Chomsky’s controversial positions on China – which coincides with the CFPI position that it “opposes the racism embedded in foreign policy” – nevertheless appears to take on several debatable talking points often used by Beijing and the ruling Communist Party of China in defending its actions, critics say.

Margaret McCuaig-Johnston, senior fellow at the Institute for Science, Society and Policy at the University of Ottawa, is a vocal critic of China’s recent policies after working on the Canada-China tech co-operation initiative for many years.

For McCuaig-Johnston, Chomsky paints an overly positive image of China as a defiant country against the supposed tyranny of the U.S. government’s policies, noting that the famed scholar mentioned in passing that “China’s human rights infringements are doubtlessly severe” then failing to follow up.

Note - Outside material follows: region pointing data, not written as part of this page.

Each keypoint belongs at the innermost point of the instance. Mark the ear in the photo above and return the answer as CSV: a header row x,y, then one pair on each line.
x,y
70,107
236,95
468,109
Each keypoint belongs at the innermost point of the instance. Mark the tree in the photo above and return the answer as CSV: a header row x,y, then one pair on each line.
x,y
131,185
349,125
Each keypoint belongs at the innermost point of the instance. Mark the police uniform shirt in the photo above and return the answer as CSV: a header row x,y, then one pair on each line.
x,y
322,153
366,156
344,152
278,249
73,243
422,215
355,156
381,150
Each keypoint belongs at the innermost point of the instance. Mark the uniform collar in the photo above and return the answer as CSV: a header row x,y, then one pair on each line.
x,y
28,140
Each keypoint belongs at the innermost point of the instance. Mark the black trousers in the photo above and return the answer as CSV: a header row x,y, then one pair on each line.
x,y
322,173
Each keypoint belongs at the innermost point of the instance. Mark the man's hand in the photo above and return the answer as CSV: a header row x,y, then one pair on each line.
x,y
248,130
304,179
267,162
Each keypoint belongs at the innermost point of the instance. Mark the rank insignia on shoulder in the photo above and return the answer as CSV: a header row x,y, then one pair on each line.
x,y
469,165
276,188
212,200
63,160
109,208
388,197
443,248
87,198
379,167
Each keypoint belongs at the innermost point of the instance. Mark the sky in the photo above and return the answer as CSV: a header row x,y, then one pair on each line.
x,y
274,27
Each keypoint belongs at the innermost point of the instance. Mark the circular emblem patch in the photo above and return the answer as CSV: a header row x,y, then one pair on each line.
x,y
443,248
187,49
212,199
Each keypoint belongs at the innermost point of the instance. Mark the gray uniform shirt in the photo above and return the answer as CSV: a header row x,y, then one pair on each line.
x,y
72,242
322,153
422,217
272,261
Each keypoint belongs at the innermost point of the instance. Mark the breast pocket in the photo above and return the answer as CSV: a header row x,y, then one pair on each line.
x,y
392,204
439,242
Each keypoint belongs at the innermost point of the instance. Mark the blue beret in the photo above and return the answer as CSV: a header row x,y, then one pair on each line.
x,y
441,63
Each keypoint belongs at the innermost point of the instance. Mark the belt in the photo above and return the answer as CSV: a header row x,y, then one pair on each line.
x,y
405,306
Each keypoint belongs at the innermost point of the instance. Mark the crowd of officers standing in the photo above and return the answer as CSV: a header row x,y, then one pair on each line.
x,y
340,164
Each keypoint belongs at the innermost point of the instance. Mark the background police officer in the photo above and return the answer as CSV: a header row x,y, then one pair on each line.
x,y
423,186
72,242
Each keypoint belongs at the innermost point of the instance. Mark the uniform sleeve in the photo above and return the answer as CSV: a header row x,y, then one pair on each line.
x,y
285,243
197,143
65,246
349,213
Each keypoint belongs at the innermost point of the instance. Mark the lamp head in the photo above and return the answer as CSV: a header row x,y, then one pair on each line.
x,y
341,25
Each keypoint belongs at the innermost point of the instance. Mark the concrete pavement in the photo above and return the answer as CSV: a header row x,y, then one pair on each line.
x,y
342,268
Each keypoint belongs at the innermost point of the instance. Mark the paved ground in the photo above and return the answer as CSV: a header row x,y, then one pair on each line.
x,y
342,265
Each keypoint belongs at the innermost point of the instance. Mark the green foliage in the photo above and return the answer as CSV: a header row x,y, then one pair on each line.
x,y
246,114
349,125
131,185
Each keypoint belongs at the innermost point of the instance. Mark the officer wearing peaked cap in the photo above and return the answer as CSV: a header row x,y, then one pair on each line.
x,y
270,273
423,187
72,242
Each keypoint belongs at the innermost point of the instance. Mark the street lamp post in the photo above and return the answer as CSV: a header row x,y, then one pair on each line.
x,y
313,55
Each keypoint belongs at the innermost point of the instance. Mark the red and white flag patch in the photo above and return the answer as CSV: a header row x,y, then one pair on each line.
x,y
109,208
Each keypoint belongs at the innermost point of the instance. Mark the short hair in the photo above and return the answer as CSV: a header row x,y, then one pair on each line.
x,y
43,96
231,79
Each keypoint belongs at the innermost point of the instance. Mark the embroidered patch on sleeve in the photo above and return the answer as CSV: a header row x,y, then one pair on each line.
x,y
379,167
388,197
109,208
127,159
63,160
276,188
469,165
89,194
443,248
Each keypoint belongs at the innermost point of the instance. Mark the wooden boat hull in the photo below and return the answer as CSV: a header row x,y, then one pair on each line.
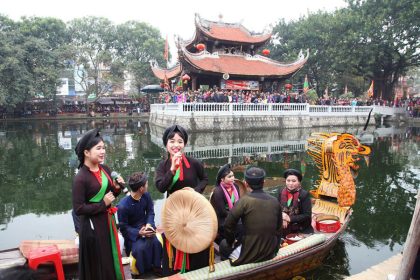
x,y
292,266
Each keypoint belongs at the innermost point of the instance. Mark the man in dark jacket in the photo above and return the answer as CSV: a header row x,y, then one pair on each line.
x,y
262,222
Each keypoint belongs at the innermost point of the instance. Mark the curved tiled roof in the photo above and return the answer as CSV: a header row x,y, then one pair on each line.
x,y
170,73
232,32
243,65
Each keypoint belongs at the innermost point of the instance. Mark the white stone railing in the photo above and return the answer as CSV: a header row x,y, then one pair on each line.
x,y
385,110
249,109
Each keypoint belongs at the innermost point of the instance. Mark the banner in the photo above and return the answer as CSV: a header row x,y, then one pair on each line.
x,y
240,84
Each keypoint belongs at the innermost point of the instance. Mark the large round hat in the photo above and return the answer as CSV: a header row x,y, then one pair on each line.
x,y
189,221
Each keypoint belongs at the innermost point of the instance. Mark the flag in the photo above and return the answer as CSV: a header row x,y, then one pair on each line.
x,y
166,82
370,90
166,51
306,85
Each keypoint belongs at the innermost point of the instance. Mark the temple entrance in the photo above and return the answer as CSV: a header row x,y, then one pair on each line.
x,y
207,82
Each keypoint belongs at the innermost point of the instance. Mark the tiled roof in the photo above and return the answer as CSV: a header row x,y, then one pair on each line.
x,y
232,32
243,65
170,73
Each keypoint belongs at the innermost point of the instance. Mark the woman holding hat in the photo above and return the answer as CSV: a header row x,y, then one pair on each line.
x,y
174,173
296,204
225,195
93,192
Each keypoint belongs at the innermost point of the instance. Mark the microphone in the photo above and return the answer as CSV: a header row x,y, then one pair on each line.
x,y
114,176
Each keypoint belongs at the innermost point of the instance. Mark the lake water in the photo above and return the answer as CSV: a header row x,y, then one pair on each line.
x,y
38,163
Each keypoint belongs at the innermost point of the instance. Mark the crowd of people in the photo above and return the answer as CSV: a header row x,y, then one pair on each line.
x,y
252,231
240,96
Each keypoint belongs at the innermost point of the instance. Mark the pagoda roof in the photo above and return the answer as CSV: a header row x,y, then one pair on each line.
x,y
242,64
170,73
228,32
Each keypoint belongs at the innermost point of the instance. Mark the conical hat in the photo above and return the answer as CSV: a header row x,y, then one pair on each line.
x,y
189,221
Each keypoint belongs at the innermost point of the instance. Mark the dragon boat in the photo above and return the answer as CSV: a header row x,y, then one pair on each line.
x,y
336,156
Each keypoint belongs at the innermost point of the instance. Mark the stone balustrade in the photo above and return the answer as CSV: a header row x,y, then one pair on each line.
x,y
240,116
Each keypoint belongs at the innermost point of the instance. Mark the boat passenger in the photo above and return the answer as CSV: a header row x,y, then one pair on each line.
x,y
174,173
137,224
296,204
93,193
261,217
225,195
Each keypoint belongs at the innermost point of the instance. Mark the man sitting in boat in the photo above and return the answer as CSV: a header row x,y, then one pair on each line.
x,y
261,217
296,204
136,218
224,197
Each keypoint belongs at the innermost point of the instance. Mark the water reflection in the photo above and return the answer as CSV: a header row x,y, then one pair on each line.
x,y
38,164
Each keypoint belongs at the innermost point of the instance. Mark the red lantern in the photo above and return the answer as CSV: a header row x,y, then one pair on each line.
x,y
266,52
201,47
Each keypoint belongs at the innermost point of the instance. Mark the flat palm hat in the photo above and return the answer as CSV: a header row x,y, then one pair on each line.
x,y
189,221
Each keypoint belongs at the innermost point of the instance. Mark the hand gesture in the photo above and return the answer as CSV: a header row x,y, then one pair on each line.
x,y
109,198
120,181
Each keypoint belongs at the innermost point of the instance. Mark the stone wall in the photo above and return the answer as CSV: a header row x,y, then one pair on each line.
x,y
235,122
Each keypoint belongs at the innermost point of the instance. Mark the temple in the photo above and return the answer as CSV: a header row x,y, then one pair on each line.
x,y
227,56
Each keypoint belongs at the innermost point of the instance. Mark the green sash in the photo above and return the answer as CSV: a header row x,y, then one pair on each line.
x,y
100,195
119,271
175,178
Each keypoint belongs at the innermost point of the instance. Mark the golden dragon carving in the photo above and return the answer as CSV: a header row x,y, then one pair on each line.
x,y
336,156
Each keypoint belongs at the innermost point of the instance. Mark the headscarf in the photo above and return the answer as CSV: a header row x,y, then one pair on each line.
x,y
137,181
175,128
254,176
223,171
294,172
88,140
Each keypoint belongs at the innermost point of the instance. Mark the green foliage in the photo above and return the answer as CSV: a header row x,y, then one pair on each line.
x,y
30,58
312,96
138,43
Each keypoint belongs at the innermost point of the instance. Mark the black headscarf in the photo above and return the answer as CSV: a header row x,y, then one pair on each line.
x,y
137,180
223,171
254,176
90,139
175,128
295,172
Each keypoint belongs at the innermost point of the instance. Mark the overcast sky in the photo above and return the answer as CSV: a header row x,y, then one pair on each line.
x,y
169,16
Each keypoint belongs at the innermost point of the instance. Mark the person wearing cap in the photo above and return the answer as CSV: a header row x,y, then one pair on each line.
x,y
93,192
262,221
296,204
225,196
174,173
137,224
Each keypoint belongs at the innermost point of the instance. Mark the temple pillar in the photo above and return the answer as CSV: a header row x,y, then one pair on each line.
x,y
194,83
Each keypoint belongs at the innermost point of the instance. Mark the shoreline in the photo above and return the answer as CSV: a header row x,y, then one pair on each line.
x,y
79,116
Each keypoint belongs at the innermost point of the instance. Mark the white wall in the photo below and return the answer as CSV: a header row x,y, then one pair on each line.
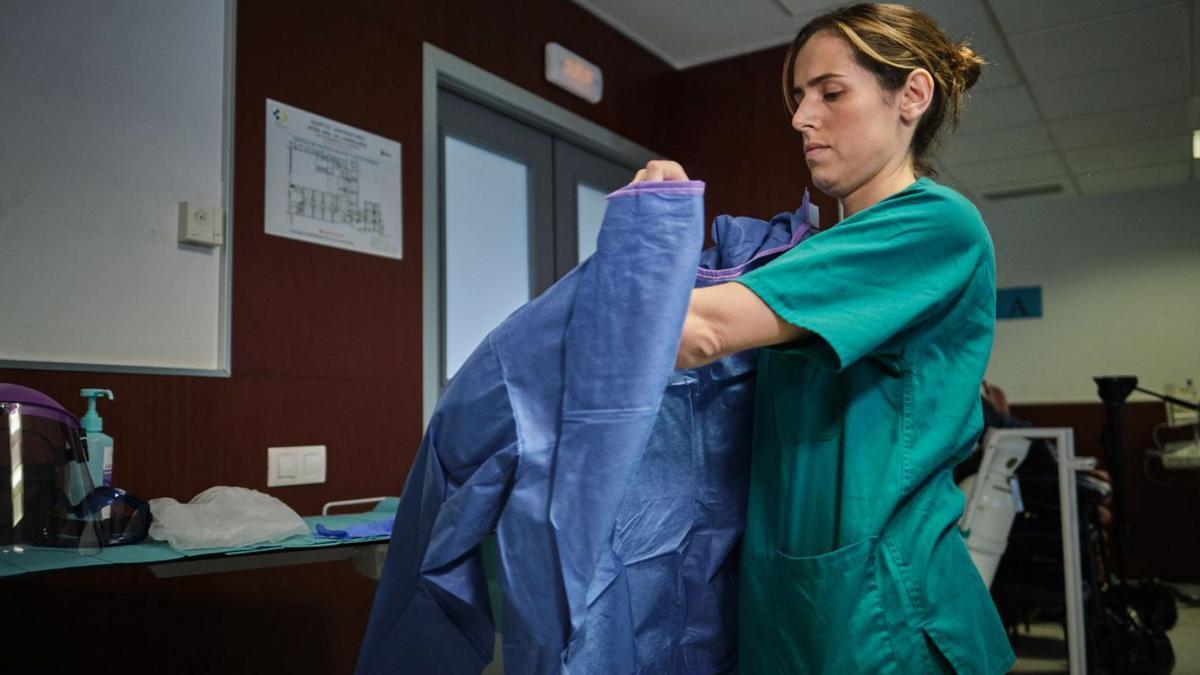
x,y
1120,278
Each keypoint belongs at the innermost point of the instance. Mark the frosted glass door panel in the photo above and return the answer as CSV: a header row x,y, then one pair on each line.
x,y
589,204
486,245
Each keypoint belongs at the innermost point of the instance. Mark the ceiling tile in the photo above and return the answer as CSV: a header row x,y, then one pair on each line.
x,y
993,108
988,192
1009,169
1146,36
997,143
1140,153
970,19
1121,125
1113,90
707,31
1135,178
1019,16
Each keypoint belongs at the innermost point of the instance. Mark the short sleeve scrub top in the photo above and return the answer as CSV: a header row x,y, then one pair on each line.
x,y
852,560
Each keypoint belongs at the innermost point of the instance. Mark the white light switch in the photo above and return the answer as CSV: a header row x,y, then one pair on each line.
x,y
287,466
295,465
201,225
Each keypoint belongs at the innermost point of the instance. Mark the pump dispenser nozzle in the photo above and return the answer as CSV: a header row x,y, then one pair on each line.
x,y
91,419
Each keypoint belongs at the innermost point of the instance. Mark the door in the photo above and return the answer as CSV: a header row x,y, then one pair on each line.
x,y
520,208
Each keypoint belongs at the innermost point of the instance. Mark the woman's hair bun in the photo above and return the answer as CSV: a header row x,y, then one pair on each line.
x,y
967,65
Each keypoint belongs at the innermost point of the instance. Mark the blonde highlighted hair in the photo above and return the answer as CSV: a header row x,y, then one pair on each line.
x,y
892,41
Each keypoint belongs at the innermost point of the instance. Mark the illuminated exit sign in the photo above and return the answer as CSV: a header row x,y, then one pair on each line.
x,y
574,72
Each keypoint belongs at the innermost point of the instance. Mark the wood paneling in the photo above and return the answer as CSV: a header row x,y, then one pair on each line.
x,y
1162,508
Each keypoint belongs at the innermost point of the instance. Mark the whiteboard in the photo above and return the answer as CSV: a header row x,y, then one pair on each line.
x,y
112,114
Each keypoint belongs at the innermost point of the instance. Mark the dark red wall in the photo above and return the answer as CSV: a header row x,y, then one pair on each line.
x,y
727,125
1162,507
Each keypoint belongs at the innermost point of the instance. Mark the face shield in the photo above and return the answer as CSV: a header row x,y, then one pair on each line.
x,y
47,493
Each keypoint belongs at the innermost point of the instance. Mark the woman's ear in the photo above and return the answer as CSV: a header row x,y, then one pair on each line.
x,y
916,95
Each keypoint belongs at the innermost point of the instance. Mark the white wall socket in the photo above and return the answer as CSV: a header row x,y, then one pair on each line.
x,y
295,465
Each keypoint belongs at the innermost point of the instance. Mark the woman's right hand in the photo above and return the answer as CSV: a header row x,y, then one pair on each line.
x,y
660,169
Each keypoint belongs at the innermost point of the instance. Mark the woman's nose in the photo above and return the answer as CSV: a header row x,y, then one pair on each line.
x,y
802,119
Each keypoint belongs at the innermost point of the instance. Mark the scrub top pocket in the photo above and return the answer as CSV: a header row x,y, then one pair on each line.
x,y
825,602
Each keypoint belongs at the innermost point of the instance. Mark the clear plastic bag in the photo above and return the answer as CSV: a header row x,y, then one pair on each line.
x,y
223,517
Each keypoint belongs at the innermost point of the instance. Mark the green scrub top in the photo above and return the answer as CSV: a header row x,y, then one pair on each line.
x,y
852,560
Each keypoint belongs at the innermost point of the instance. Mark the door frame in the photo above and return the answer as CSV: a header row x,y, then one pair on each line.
x,y
442,70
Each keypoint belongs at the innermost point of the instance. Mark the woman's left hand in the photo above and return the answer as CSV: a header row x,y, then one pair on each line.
x,y
660,169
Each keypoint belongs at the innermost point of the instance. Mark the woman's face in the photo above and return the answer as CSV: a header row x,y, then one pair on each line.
x,y
852,127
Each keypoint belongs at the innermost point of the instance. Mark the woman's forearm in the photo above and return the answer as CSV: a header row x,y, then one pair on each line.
x,y
726,318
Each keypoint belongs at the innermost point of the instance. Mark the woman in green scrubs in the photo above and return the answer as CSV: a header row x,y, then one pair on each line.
x,y
876,334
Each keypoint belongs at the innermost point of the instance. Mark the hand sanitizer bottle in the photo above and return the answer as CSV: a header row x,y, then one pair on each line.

“He says China’s human rights infringements are doubtless severe, and that’s all he has to say about that,” McCuaig-Johnston said. “He goes on to talk about human rights violations in other countries.  He completely ignores the current and ongoing genocide that China is directing in the Uyghur region of China.”

One attendee at the CFPI event – Green Party Saanich-Gulf Islands MP and former leader Elizabeth May – did broach the topic, noting there is an increasing challenge for thinkers on the left to reconcile both the United States’ aggressive foreign policy and the fact that China itself is an “imperialist power” that “colonizes and oppresses others.”

“We have to work with the People’s Republic of China,” May said. “But I challenge some of my friends on the left; how do we analyze imperialist powers that colonize and oppress other peoples [as] if it’s only the United States? It’s both. China is an imperialist nation that also colonizes and oppresses the people of Tibet and the Uyghurs.”

But May also noted China’s participation in global environmental summits such as the recent COP26 in Scotland, where Beijing’s representative maintained a steady policy presence that she described as being “overall helpful” to the green cause.

“We have to have co-operation,” she said. “We have to have dialogue.... We have to be aware that just beating a drum is definitely not helpful.”

However, McCuaig-Johnston, again cautioned against an overly rosy view of China, especially given the development coming out of Beijing in the last four years such as the suppression of democratic movements in Hong Kong, as well as its arrest of two Canadian citizens in clear retaliation against Canada when Huawei Technologies CFO Meng Wanzhou was arrested and held in Vancouver for three years on a U.S. extradition request.

On the environmental front, McCuaig-Johnston said Beijing’s actions have not aligned with its commitments on the world stage.

“As [May] said, we have to be clear-eyed in calling out China’s human rights record,” McCuaig-Johnston said. “I agree completely. [But] she was positive about China’s participation in the Glasgow climate talks despite the fact that China will continue to grow its emissions until 2030. Then we’ll see what happens.”

Canada’s relationship with China has been in historic lows since the aforementioned Meng affair began in 2018. Although Meng was released after reaching a deferred prosecution agreement with U.S. investigators, diplomatic ties have remained icy as issues such as major human-rights violations in Xinjiang and Hong Kong arise.

The most recent development came when Canada joined the United States and several other countries in imposing a diplomatic boycott of the ongoing 2022 Winter Olympic Games in Beijing. But despite all the negativity on the political side, bilateral trade between Canada and China rose in 2020 for both imports and exports – even before the Meng affair was resolved in fall 2021.